I would not show discourtesy by walking out but I just would not attend. I would however inform the leadership as to why you will not be there. The idea that the speaker is there because the elders invited her and she is under their authority is just nonsense and an attempt to try and justify herself. Just because elders give their permission does not mean they are right.

Reactions: Like 2


----------



## Dachaser (Feb 27, 2018)

jambo said:


> I would not show discourtesy by walking out but I just would not attend. I would however inform the leadership as to why you will not be there. The idea that the speaker is there because the elders invited her and she is under their authority is just nonsense and an attempt to try and justify herself. Just because elders give their permission does not mean they are right.


Pastors and Elders authority cannot be used to override the authority of the scriptures.

Reactions: Like 1


----------



## RBachman (Feb 27, 2018)

I would recommend against making a scene. Most of us, as churchmen, have sworn an oath to uphold the peace and unity of our local church (your mileage may vary). Grandstanding, when you know it is coming, is not in keeping with such an oath. I would certainly pop up and exit if I were surprised by this. 

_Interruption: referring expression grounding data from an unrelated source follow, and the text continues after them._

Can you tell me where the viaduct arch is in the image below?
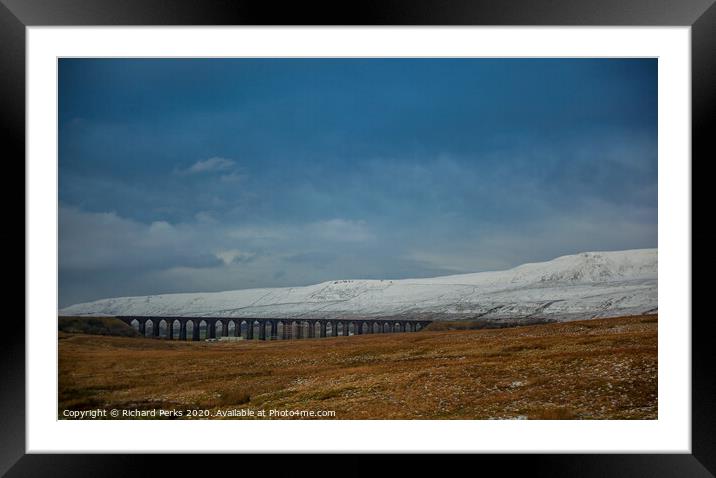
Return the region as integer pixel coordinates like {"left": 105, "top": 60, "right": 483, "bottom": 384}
{"left": 117, "top": 316, "right": 432, "bottom": 342}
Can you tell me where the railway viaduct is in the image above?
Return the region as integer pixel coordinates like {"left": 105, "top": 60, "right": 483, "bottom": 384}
{"left": 116, "top": 316, "right": 432, "bottom": 341}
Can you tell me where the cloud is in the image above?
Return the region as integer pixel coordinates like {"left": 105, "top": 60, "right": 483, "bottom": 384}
{"left": 402, "top": 203, "right": 657, "bottom": 274}
{"left": 194, "top": 211, "right": 219, "bottom": 223}
{"left": 226, "top": 219, "right": 374, "bottom": 244}
{"left": 215, "top": 249, "right": 258, "bottom": 265}
{"left": 58, "top": 206, "right": 386, "bottom": 306}
{"left": 219, "top": 172, "right": 246, "bottom": 183}
{"left": 307, "top": 219, "right": 374, "bottom": 243}
{"left": 60, "top": 146, "right": 657, "bottom": 306}
{"left": 228, "top": 225, "right": 289, "bottom": 241}
{"left": 59, "top": 206, "right": 223, "bottom": 272}
{"left": 181, "top": 157, "right": 235, "bottom": 174}
{"left": 284, "top": 251, "right": 337, "bottom": 268}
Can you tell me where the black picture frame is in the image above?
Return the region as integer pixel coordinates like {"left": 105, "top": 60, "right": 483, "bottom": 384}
{"left": 5, "top": 0, "right": 709, "bottom": 474}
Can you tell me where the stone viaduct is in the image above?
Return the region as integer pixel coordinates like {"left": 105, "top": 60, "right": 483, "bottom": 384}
{"left": 116, "top": 316, "right": 432, "bottom": 341}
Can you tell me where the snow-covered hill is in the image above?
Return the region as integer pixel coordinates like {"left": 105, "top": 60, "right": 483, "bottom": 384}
{"left": 59, "top": 249, "right": 657, "bottom": 321}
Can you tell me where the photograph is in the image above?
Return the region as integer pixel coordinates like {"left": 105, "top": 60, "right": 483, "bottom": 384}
{"left": 57, "top": 57, "right": 659, "bottom": 421}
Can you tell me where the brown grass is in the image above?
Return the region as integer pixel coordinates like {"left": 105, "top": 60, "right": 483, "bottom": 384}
{"left": 58, "top": 314, "right": 657, "bottom": 420}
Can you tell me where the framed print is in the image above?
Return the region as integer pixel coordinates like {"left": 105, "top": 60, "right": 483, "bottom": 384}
{"left": 5, "top": 0, "right": 710, "bottom": 473}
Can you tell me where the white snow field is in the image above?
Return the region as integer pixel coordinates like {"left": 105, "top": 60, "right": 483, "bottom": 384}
{"left": 59, "top": 248, "right": 657, "bottom": 322}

The recommendations to not come, tell your elders why, and seek another church - all seem sound and respectful to me. Such a thing should not be viewed as a minor whoops (Latin, look it up) it is a clear statement of intent to apostatize. Even if the elders later apologized, made a show of repentance, etc., I would not believe it. 

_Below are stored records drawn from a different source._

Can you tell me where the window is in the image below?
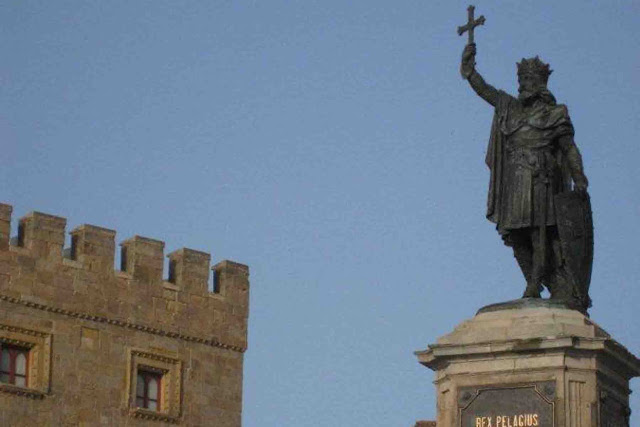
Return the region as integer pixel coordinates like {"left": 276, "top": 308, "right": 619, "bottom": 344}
{"left": 0, "top": 324, "right": 51, "bottom": 399}
{"left": 0, "top": 344, "right": 29, "bottom": 387}
{"left": 128, "top": 349, "right": 182, "bottom": 422}
{"left": 136, "top": 368, "right": 162, "bottom": 411}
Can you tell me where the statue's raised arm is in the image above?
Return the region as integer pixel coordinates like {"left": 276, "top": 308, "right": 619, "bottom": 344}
{"left": 460, "top": 44, "right": 499, "bottom": 107}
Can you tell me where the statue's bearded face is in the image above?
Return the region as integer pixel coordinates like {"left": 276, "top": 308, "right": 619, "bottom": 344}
{"left": 518, "top": 73, "right": 546, "bottom": 104}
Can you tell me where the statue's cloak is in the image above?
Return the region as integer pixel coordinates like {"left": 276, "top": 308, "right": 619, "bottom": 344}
{"left": 485, "top": 91, "right": 574, "bottom": 232}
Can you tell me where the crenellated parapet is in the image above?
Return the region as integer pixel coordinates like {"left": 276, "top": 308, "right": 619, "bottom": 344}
{"left": 120, "top": 235, "right": 165, "bottom": 283}
{"left": 0, "top": 204, "right": 12, "bottom": 250}
{"left": 168, "top": 248, "right": 211, "bottom": 293}
{"left": 70, "top": 224, "right": 116, "bottom": 274}
{"left": 19, "top": 211, "right": 67, "bottom": 260}
{"left": 0, "top": 202, "right": 250, "bottom": 352}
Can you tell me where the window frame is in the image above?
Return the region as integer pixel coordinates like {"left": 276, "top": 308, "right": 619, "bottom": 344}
{"left": 0, "top": 323, "right": 51, "bottom": 399}
{"left": 127, "top": 349, "right": 182, "bottom": 423}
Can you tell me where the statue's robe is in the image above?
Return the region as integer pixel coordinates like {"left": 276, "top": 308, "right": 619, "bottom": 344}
{"left": 485, "top": 91, "right": 574, "bottom": 235}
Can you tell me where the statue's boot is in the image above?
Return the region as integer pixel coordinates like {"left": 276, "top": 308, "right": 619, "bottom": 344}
{"left": 522, "top": 280, "right": 542, "bottom": 298}
{"left": 510, "top": 239, "right": 541, "bottom": 298}
{"left": 524, "top": 259, "right": 545, "bottom": 298}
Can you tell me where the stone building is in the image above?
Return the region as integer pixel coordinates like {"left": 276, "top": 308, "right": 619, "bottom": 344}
{"left": 0, "top": 203, "right": 250, "bottom": 426}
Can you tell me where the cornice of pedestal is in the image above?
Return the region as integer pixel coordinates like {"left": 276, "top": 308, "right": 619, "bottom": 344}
{"left": 415, "top": 303, "right": 640, "bottom": 381}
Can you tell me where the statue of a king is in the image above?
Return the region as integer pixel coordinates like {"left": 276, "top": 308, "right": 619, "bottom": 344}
{"left": 460, "top": 43, "right": 592, "bottom": 313}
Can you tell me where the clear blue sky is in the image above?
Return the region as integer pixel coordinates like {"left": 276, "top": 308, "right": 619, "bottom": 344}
{"left": 2, "top": 1, "right": 639, "bottom": 425}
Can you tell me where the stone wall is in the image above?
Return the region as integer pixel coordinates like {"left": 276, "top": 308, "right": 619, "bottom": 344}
{"left": 0, "top": 204, "right": 249, "bottom": 426}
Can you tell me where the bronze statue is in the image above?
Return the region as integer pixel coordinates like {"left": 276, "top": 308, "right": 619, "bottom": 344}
{"left": 458, "top": 6, "right": 593, "bottom": 313}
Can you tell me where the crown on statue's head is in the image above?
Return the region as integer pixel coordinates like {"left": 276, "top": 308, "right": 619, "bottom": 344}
{"left": 517, "top": 56, "right": 553, "bottom": 84}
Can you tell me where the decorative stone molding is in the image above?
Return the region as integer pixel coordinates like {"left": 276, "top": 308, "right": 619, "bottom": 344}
{"left": 0, "top": 293, "right": 245, "bottom": 352}
{"left": 130, "top": 407, "right": 180, "bottom": 424}
{"left": 0, "top": 382, "right": 47, "bottom": 399}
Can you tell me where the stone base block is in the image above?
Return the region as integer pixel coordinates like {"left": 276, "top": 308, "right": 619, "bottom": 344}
{"left": 415, "top": 300, "right": 640, "bottom": 426}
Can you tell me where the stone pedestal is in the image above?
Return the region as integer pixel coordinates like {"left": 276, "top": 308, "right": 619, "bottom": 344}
{"left": 415, "top": 300, "right": 640, "bottom": 426}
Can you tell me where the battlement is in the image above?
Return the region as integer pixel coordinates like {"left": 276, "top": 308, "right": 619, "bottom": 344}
{"left": 0, "top": 202, "right": 250, "bottom": 351}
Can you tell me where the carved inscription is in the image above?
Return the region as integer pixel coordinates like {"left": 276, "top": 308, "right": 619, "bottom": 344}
{"left": 459, "top": 383, "right": 554, "bottom": 427}
{"left": 474, "top": 414, "right": 539, "bottom": 426}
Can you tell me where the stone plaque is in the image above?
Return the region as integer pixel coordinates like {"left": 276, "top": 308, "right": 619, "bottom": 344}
{"left": 458, "top": 382, "right": 555, "bottom": 426}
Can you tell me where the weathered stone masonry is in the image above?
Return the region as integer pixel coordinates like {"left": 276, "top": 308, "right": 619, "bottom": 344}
{"left": 0, "top": 203, "right": 249, "bottom": 426}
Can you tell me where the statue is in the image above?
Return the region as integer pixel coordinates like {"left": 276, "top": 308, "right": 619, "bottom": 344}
{"left": 457, "top": 6, "right": 593, "bottom": 313}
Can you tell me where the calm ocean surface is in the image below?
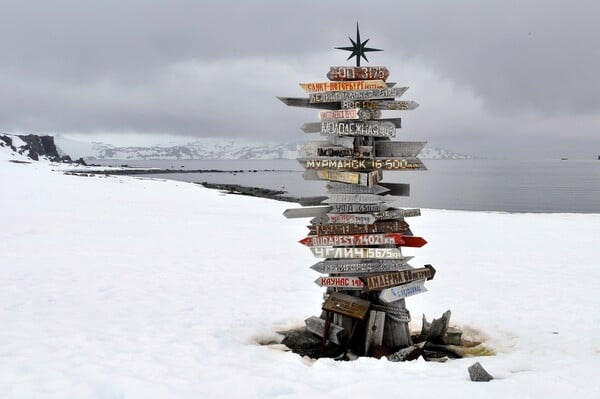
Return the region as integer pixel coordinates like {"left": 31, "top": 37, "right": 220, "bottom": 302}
{"left": 94, "top": 159, "right": 600, "bottom": 213}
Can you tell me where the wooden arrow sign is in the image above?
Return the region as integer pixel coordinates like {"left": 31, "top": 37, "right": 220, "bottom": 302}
{"left": 329, "top": 203, "right": 391, "bottom": 213}
{"left": 304, "top": 169, "right": 382, "bottom": 186}
{"left": 309, "top": 214, "right": 331, "bottom": 226}
{"left": 360, "top": 265, "right": 436, "bottom": 292}
{"left": 310, "top": 246, "right": 404, "bottom": 259}
{"left": 374, "top": 141, "right": 427, "bottom": 158}
{"left": 277, "top": 96, "right": 340, "bottom": 110}
{"left": 299, "top": 157, "right": 426, "bottom": 171}
{"left": 302, "top": 120, "right": 401, "bottom": 135}
{"left": 379, "top": 280, "right": 428, "bottom": 303}
{"left": 379, "top": 183, "right": 411, "bottom": 197}
{"left": 300, "top": 80, "right": 387, "bottom": 93}
{"left": 318, "top": 108, "right": 381, "bottom": 121}
{"left": 309, "top": 87, "right": 408, "bottom": 104}
{"left": 327, "top": 66, "right": 390, "bottom": 81}
{"left": 323, "top": 193, "right": 393, "bottom": 204}
{"left": 399, "top": 236, "right": 427, "bottom": 248}
{"left": 326, "top": 213, "right": 376, "bottom": 224}
{"left": 341, "top": 100, "right": 419, "bottom": 111}
{"left": 300, "top": 233, "right": 405, "bottom": 247}
{"left": 310, "top": 258, "right": 413, "bottom": 274}
{"left": 308, "top": 220, "right": 409, "bottom": 236}
{"left": 326, "top": 182, "right": 390, "bottom": 195}
{"left": 314, "top": 276, "right": 364, "bottom": 290}
{"left": 283, "top": 206, "right": 331, "bottom": 219}
{"left": 373, "top": 208, "right": 421, "bottom": 220}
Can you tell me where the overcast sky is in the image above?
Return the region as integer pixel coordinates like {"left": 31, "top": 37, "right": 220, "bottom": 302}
{"left": 1, "top": 0, "right": 598, "bottom": 158}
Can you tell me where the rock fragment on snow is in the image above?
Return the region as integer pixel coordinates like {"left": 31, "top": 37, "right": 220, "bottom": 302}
{"left": 468, "top": 362, "right": 494, "bottom": 382}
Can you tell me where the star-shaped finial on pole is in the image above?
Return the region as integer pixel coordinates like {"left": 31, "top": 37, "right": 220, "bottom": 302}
{"left": 335, "top": 22, "right": 383, "bottom": 67}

Jonathan, 1Cor10:13-14 sems applicable, so I will pray for you this week to find a way of escaping to a God-honoring, Scripture-obedient church.

Reactions: Like 2


----------



## Dachaser (Feb 28, 2018)

RBachman said:


> I would recommend against making a scene. Most of us, as churchmen, have sworn an oath to uphold the peace and unity of our local church (your mileage may vary). Grandstanding, when you know it is coming, is not in keeping with such an oath. I would certainly pop up and exit if I were surprised by this.
> 
> The recommendations to not come, tell your elders why, and seek another church - all seem sound and respectful to me. Such a thing should not be viewed as a minor whoops (Latin, look it up) it is a clear statement of intent to apostatize. Even if the elders later apologized, made a show of repentance, etc., I would not believe it.
> 
> Jonathan, 1Cor10:13-14 sems applicable, so I will pray for you this week to find a way of escaping to a God-honoring, Scripture-obedient church.


If one is really offended by having a woman allowed to preach in the pulpit, should be allowed to not attend, and communicate displeasure to their elders.


----------



## Jack K (Feb 28, 2018)

One time, I walked out of a service with my family. It was in response to something unexpected that I not only felt was inappropriate but might be harmful to my kids. I hated having to do that, and hoped no one thought anything of it. I had no desire to make or scene or a statement by walking out. There are better ways to communicate concerns.

If you don't plan to listen to the sermon, its best not to attend at all. Be glad your church gave notice in advance.

Reactions: Like 1


----------